La tragedia al corso Garibaldi, all'altezza di Porta Nolana. Secondo quanto accertato dagli uomini della Polizia locale di Napoli le due donne di nazionalità ucraina stavano attraversando la strada per dirigersi verso via San Cosmo Fuori Porta Nolana.
Una volta giunte al centro della carreggiata, sono state travolte dall'auto. A causa dell'impatto violentissimo, il conducente ha perso il controllo della vettura, terminando la propria corsa contro tre veicoli regolarmente in sosta sul lato destro della strada, causando ingenti danni ai mezzi coinvolti. Le condizioni delle due cittadine ucraine sono apparse subito disperate. Una delle due donne, di 58 anni, è deceduta poco dopo a causa della gravità delle ferite riportate nell'impatto. La seconda vittima, di 52, è stata trasportata d'urgenza all'Ospedale del Mare, dove i medici hanno tentato invano di salvarle la vita; il decesso è avvenuto circa due ore dopo il ricovero. Il conducente della Mercedes è stato immediatamente fermato ed ora è ai domiciliari. Come da prassi in caso di omicidio stradale, in questo caso plurimo, l'uomo è stato accompagnato presso una struttura sanitaria per essere sottoposto ai test tossicologici e alcolemici, volti a verificare l'eventuale assunzione di alcol o sostanze psicotrope al momento dell'incidente. Gli accertamenti hanno fornito esito positivo, l'uomo era sotto effetto di alcol. E' stato così dichiarato in stato di arresto con l'applicazione della misura della detenzione domiciliare. Gli agenti dell'Unità Operativa San Lorenzo e dell'Infortunistica Stradale - coordinati dal pm della Procura di Napoli - hanno inoltre proceduto al ritiro della patente e al sequestro del veicolo, risultato essere un'auto a noleggio.

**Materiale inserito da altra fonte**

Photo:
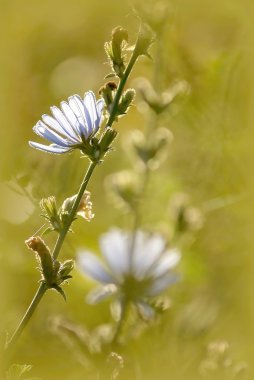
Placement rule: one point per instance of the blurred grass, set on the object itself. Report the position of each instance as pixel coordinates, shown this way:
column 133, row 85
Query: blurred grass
column 53, row 49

A terra sono rimasti i segni dell'impatto. L'area dell'incidente è stata transennata per consentire i rilievi tecnici necessari a ricostruire l'esatta velocità del veicolo e la dinamica dell'incidente. Il personale della Polizia locale ha ascoltato i testimoni presenti al momento del fatto, procedendo all'acquisizione delle immagini dei sistemi di videosorveglianza della zona che hanno consentito di accertare la dinamica con l'auto lanciata a forte velocità e i momenti immediatamente. successivi all'impatto con una delle donne sbalzata a diversi metri di distanza "Il sistema di videosorveglianza funzionante - dice il sindaco di Napoli, Gaetano Manfredi - ha consentito alle forze dell'ordine di definire subito la dinamica. Purtroppo quando ci sono comportamenti messi in essere da persone fuori controllo, diventa pericoloso per tutti. Questa è un'emergenza che va contrastata - ha aggiunto - ma è anche difficile quando ci sono comportamenti imprevedibili e irrazionali".